Three months after it launched an investigation, the City of Winnipeg says it’s satisfied that trash collection workers are safe despite an APTN Investigates report that shows numerous examples to the contrary.

“The information gathered through our investigation demonstrates that appropriate safe work procedures and policy are in place,” says a statement from city spokeswoman Lisa Fraser. “We will continue to work with the contractor to ensure that all safety and health requirements are being met in the field.”

An APTN Investigates story showed Indigenous day-labourers hand-bombing large trash bins into waste collection trucks. They’re known as ‘swampers.’ The bins are to be lifted by trucks equipped with mechanical arms.

“Under the current automated cart collection contracts, manual cart tipping is not allowed without the City’s approval,” said a statement from the City.

According to Manitoba Workplace Safety and Health, since 2013 there have been five “serious incidents” involving garbage and recycling workers. In addition, there have been 19 safety complaints from workers and citizens.

The department wouldn’t elaborate on the serious incidents.

APTN found one swamper who had been knocked down by a van and run over by the garbage truck he was working on. He suffered pelvic and foot injuries.

In the past two years, the province has issued 12 stop work orders and 58 improvement orders to the city’s waste collection contractor, Emterra Environmental, for safety concerns. One stop work order was issued to EZ Workforce, the day-labour agency where truck drivers pickup swampers as needed.

In the past three years there have been 118 injuries reported to the Workers Compensation Board.

“As soon as you raised this issue with my office I asked that the CAO to initiate an investigation so we can get to the bottom of it,” Winnipeg Mayor Brian Bowman said when the story initially aired in October 2015.

Fraser said city officials have met with Emterra “to review their obligations under their contract” and “requested that the contractor conduct a full investigation and provide a response regarding the concerns raised related to personal protective equipment, service standards, collection methods, employee training requirements and health and safety.”

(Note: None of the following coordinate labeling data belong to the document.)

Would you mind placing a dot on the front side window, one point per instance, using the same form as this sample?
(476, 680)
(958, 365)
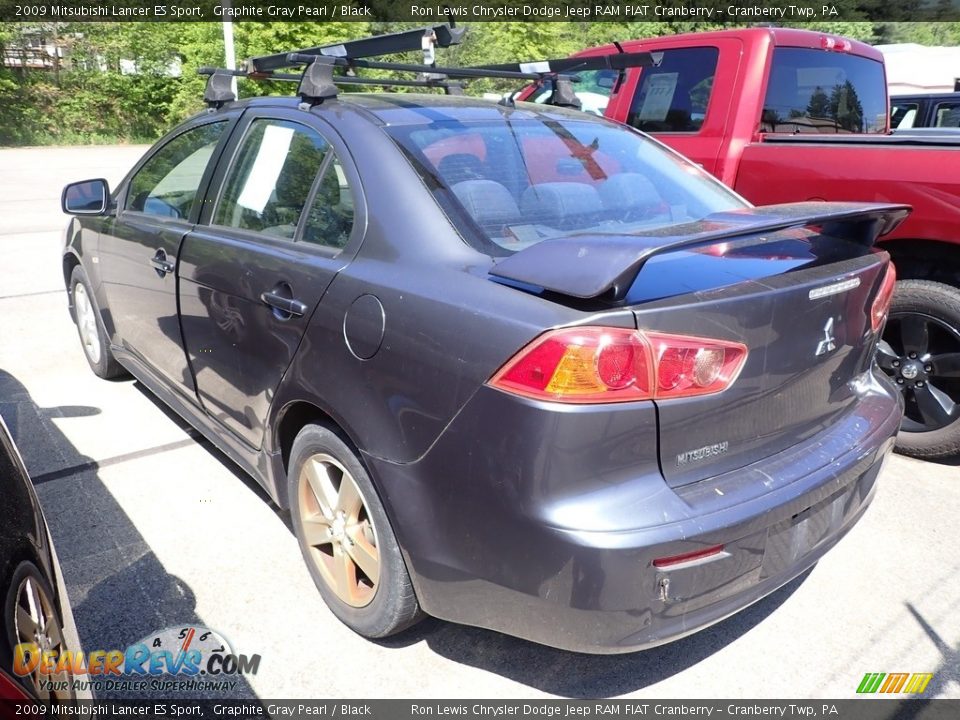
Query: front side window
(511, 184)
(168, 183)
(813, 91)
(272, 175)
(673, 96)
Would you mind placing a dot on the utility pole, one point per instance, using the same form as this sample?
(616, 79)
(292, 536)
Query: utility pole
(229, 52)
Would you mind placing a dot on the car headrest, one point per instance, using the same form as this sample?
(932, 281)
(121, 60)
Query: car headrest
(628, 191)
(560, 204)
(488, 202)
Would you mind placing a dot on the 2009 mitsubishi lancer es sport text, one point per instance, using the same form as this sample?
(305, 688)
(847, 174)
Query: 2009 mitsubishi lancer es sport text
(512, 366)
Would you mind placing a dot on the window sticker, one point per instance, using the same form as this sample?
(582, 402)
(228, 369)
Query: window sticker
(263, 176)
(659, 97)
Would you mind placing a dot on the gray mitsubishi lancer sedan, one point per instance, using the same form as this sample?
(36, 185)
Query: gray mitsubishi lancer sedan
(508, 365)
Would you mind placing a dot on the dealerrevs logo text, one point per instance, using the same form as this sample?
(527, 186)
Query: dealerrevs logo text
(135, 660)
(186, 651)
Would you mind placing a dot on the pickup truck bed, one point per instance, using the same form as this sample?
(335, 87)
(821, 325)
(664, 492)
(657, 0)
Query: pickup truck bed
(786, 115)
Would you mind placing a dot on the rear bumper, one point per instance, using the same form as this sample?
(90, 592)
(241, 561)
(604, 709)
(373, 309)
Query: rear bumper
(547, 525)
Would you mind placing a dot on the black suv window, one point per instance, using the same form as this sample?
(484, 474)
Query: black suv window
(824, 92)
(271, 178)
(673, 96)
(168, 182)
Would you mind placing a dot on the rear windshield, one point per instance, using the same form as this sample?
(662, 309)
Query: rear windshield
(814, 91)
(513, 183)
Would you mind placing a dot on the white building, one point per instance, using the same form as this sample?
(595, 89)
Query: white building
(913, 69)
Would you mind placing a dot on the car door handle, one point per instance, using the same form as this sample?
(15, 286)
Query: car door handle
(291, 306)
(161, 264)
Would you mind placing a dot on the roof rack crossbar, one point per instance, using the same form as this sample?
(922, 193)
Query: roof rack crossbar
(465, 72)
(443, 35)
(611, 61)
(452, 88)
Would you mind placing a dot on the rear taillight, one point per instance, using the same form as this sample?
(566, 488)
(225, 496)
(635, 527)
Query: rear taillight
(837, 44)
(601, 364)
(881, 303)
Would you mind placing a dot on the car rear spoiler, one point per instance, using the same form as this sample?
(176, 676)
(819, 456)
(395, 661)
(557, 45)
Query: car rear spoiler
(601, 264)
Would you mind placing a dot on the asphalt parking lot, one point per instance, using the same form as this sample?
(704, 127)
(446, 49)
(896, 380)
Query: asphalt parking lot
(155, 529)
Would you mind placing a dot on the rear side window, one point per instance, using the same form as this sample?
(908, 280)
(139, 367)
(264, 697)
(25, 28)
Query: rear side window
(270, 181)
(813, 91)
(330, 219)
(673, 96)
(903, 114)
(947, 115)
(168, 182)
(592, 90)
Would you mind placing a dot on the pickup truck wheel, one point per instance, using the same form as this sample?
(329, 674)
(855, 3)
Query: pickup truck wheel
(93, 336)
(346, 538)
(920, 350)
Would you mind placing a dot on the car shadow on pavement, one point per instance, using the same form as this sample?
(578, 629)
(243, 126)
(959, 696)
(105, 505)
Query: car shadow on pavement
(120, 591)
(196, 438)
(578, 675)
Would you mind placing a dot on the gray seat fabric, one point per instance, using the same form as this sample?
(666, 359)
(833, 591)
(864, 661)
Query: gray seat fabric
(458, 167)
(629, 196)
(561, 205)
(488, 202)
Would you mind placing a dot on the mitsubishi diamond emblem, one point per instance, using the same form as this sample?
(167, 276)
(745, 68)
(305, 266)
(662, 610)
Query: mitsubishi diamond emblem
(828, 344)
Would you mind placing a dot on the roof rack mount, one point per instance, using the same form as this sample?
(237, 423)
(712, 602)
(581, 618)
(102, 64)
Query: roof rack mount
(443, 36)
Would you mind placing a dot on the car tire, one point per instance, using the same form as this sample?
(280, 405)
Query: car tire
(30, 599)
(920, 351)
(346, 537)
(93, 335)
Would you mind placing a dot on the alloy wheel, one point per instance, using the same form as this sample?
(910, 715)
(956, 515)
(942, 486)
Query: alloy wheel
(337, 528)
(87, 323)
(922, 355)
(35, 622)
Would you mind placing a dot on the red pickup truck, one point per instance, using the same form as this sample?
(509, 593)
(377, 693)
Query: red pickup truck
(785, 115)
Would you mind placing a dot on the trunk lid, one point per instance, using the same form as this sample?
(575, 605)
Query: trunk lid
(808, 337)
(793, 283)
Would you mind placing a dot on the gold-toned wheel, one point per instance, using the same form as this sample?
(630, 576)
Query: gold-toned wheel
(337, 528)
(35, 622)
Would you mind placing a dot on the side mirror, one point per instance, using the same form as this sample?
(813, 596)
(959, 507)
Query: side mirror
(87, 197)
(606, 79)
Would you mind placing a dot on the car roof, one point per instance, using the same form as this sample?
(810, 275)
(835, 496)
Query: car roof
(423, 109)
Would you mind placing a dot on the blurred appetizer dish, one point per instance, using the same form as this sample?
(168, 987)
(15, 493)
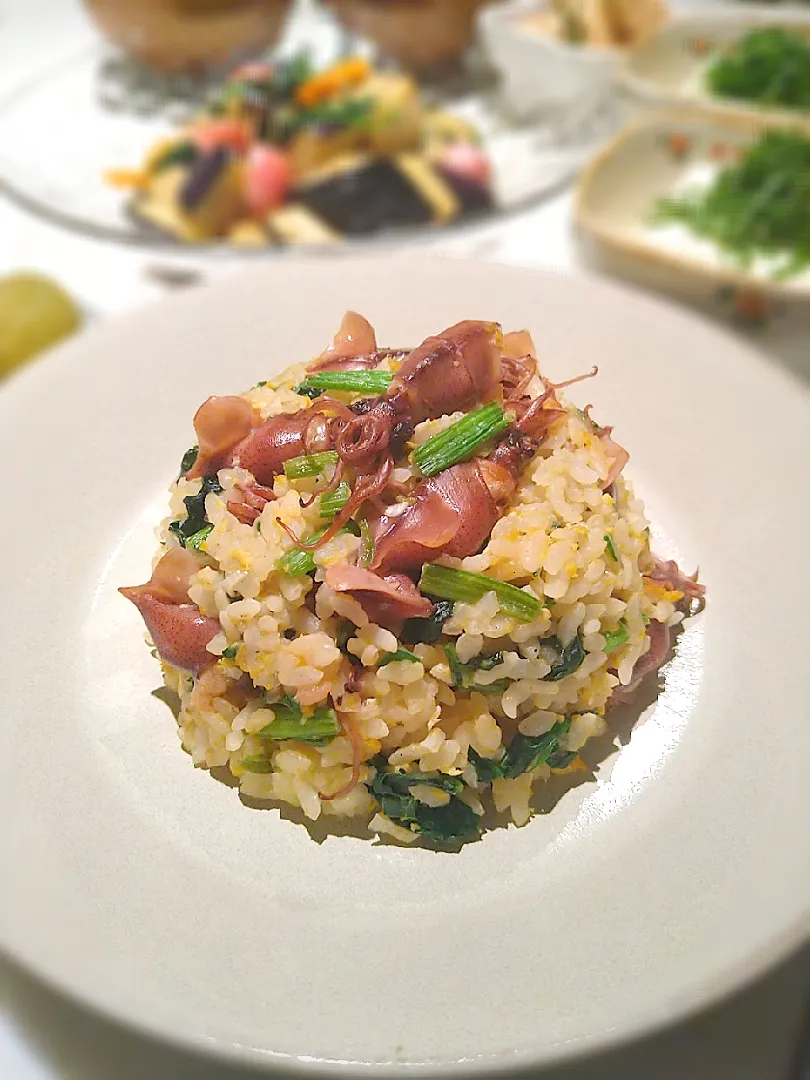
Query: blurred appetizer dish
(289, 154)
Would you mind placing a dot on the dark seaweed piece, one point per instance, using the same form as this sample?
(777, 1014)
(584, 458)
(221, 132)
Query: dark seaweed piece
(178, 153)
(206, 171)
(194, 511)
(373, 196)
(427, 631)
(570, 659)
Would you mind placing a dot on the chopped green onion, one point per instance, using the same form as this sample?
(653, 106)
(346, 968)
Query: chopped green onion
(359, 382)
(366, 547)
(570, 658)
(466, 588)
(256, 764)
(461, 440)
(487, 769)
(196, 540)
(463, 675)
(334, 502)
(289, 723)
(391, 658)
(310, 464)
(615, 638)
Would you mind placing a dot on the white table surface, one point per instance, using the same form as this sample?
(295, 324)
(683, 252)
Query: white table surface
(44, 1037)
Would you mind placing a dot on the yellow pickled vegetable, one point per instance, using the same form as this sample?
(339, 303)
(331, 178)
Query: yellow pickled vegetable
(35, 313)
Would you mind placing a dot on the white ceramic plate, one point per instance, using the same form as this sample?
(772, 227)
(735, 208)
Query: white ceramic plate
(671, 66)
(147, 889)
(664, 156)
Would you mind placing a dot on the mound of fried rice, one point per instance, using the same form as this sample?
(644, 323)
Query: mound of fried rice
(583, 551)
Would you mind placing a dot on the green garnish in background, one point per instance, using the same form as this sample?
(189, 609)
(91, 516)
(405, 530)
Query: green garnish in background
(758, 206)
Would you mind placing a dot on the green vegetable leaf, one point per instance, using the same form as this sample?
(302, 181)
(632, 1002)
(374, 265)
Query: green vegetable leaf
(451, 823)
(391, 658)
(193, 542)
(463, 675)
(561, 759)
(460, 441)
(306, 391)
(310, 464)
(390, 782)
(615, 638)
(611, 548)
(188, 459)
(289, 723)
(759, 205)
(487, 769)
(462, 586)
(196, 518)
(178, 153)
(366, 547)
(457, 670)
(570, 658)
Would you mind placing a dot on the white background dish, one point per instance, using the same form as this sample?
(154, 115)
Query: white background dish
(671, 66)
(146, 888)
(617, 194)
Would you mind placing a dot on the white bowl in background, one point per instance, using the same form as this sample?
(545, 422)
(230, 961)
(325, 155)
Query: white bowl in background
(543, 75)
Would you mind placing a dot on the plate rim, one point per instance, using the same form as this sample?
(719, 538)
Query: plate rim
(689, 1001)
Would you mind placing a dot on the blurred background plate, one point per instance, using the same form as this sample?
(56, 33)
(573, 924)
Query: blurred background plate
(100, 110)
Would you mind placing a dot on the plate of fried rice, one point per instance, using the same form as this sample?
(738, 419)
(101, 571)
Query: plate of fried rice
(405, 666)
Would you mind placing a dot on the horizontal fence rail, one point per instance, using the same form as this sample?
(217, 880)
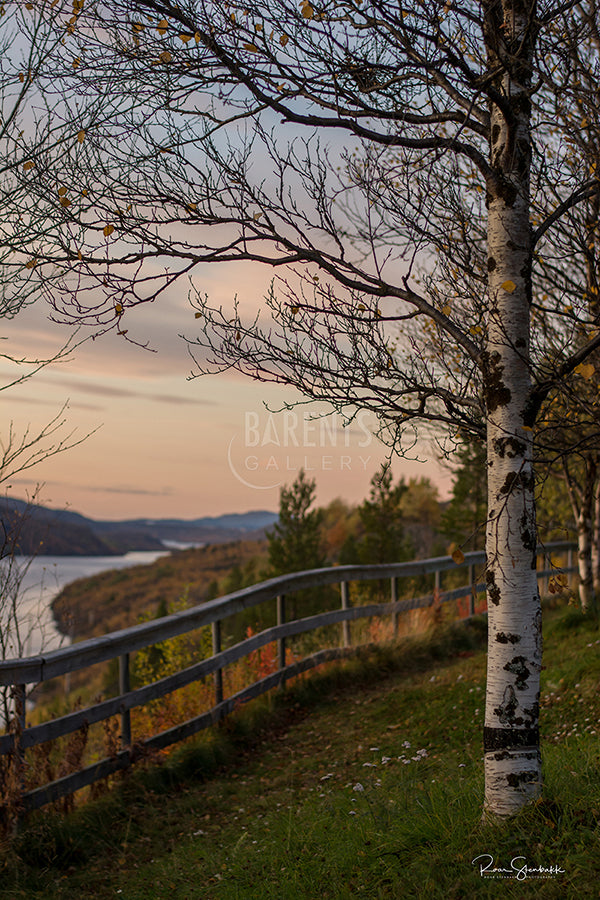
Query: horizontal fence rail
(121, 644)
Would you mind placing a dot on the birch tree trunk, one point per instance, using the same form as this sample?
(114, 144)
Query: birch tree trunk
(511, 732)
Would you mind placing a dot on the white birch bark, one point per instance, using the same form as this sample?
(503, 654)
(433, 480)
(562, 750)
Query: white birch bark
(511, 733)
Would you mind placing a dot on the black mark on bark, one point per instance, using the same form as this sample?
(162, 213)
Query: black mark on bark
(496, 392)
(506, 637)
(516, 480)
(501, 740)
(516, 779)
(518, 667)
(509, 447)
(506, 710)
(492, 588)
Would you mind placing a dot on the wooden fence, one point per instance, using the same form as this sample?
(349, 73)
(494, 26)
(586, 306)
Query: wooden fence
(121, 644)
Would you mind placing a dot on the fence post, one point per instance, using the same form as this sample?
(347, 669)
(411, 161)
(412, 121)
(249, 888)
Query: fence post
(395, 600)
(281, 640)
(124, 688)
(345, 624)
(216, 634)
(473, 591)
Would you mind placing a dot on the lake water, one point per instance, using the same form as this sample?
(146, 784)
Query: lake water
(43, 578)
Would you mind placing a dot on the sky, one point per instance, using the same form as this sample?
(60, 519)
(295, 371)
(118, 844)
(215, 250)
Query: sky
(160, 444)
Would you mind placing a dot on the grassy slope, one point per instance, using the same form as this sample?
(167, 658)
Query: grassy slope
(285, 818)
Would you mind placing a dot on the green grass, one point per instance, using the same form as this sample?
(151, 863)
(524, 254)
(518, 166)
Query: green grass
(317, 793)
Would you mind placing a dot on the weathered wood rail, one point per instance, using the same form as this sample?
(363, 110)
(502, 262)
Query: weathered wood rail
(121, 644)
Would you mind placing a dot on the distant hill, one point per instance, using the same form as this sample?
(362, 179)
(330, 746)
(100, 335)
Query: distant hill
(96, 604)
(41, 530)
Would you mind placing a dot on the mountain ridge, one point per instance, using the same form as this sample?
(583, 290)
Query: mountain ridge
(36, 529)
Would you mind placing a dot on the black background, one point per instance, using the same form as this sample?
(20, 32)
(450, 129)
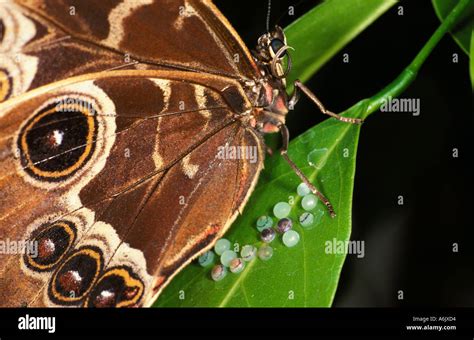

Both the city and Manitoba safe-work authorities have reportedly stepped-up spontaneous field inspections.

In 2012, the City of Winnipeg hired a private company to do waste collection to save taxpayers up to $4.5 million a year. APTN Investigates discovered the company doing the job uses temporary day labourers, many of whom are indigenous men with criminal records and were filmed lifting and tossing the garbage and recycling bins over the course of a four-month investigation.